Dr. Shah talked about finding soot in Hayley's nose and throat. She had burns over most of her body and burned ropes around her wrists and ankles, Shah testified.

Jurors also viewed autopsy photos of Hayley, and many found the photos difficult to look at.

Earlier in the day, Cheshire Detective Joseph Vitello, the investigator who interviewed Komisarjevsky during the recorded statement, took the stand.

Vitello's testimony undercut efforts by Joshua Komisarjevsky's lawyers to blame his co-defendant, Steven Hayes, for pouring the gasoline before the house was set on fire. Hayes was convicted last year and is on death row.

Authorities said Komisarjevsky and Hayes broke into the house in Cheshire in July 2007, beat Dr. William Petit with a bat, then tied him, his wife and two daughters up as they looked for money.

Hayes later drove Jennifer Hawke-Petit to a bank so she could make a withdrawal and then raped and strangled her after they returned to the house, police said.

The girls, Michaela and her sister Hayley, died of smoke inhalation in the gasoline-fueled fire.

Komisarjevsky and Hayes have blamed each other for escalating the violence, but prosecutors said both men are equally responsible.

Vitello also told jurors on Monday, the day that would have been Jennifer Hawke-Petit's 53rd birthday, that Komisarjevsky took explicit cellphone photos of Michaela Petit, whom he has admitted to molesting.

Komisarjevsky planned to send the photos to Hayes so that he could show them to the girl's mother if she didn't cooperate while the two were outside the home.

In Komisarjevsky's audio-taped confession, he said he spotted Michaela and her mother at a supermarket, followed them home and later returned with Hayes.

Komisarjevsky said he followed them home because the Petits had a nice car and looked like they had money, Vitello said.

Prosecutors also showed photos taken by a video camera of Hawke-Petit and Michaela at the supermarket, shopping for what turned out to be the family's last meal together.

They show Michaela in the produce section and appears to be looking back at her mother in one photo.

In another, also taken in the produce section, she has an item up to her face that she apparently is eating or smelling and her mother moves closer.

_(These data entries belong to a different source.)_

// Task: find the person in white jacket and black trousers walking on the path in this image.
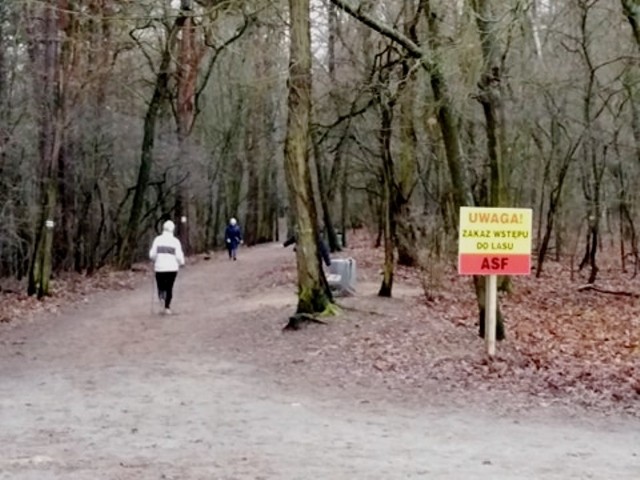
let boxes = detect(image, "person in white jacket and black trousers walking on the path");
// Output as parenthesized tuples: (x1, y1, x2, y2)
(149, 220, 184, 315)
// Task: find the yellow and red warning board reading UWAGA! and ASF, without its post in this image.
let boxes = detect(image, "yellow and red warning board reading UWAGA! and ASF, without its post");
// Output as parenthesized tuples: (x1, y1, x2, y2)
(458, 207, 533, 275)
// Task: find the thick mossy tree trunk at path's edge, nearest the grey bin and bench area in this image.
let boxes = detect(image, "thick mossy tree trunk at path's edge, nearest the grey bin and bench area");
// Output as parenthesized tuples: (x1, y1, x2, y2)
(285, 0, 332, 314)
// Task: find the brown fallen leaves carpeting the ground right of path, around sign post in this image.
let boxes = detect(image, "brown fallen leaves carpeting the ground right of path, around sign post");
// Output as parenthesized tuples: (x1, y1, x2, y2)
(240, 234, 640, 416)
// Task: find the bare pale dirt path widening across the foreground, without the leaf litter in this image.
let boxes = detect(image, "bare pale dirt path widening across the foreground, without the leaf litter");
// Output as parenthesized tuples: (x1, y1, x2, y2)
(0, 245, 640, 480)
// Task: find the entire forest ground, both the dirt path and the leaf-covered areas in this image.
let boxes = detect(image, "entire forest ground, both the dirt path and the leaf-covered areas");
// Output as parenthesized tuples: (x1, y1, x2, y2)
(0, 232, 640, 480)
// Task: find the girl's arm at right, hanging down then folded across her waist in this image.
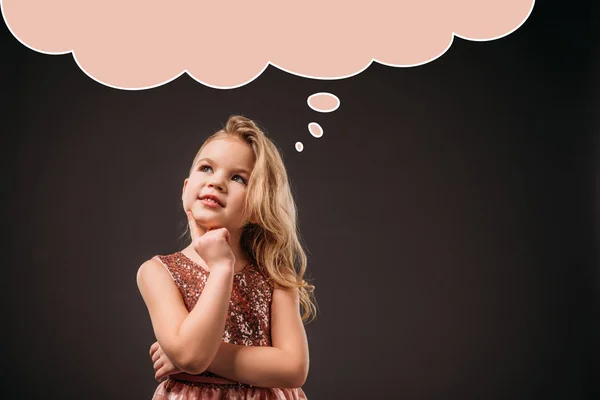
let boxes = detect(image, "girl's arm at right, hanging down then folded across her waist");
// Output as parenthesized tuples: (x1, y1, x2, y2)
(208, 286, 309, 388)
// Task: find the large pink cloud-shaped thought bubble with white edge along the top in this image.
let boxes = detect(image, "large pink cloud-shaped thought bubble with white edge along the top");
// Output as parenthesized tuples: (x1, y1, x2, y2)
(0, 0, 535, 90)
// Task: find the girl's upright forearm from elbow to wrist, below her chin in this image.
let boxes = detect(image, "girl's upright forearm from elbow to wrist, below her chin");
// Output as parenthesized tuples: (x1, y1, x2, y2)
(177, 269, 233, 374)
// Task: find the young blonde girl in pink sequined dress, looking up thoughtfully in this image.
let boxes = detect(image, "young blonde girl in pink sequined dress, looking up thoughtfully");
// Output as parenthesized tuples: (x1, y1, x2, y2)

Prosecutors also showed photos from the video camera of two men near an ATM. They're expected to argue that one of the men is Komisarjevsky.

Komisarjevsky's attorneys tried to show the jury he immediately cooperated with police by telling them two girls were in the house engulfed in fire, while Hayes offered no help.

But Vitello said Komisarjevsky was quick to implicate Hayes, while not revealing some details of his own role.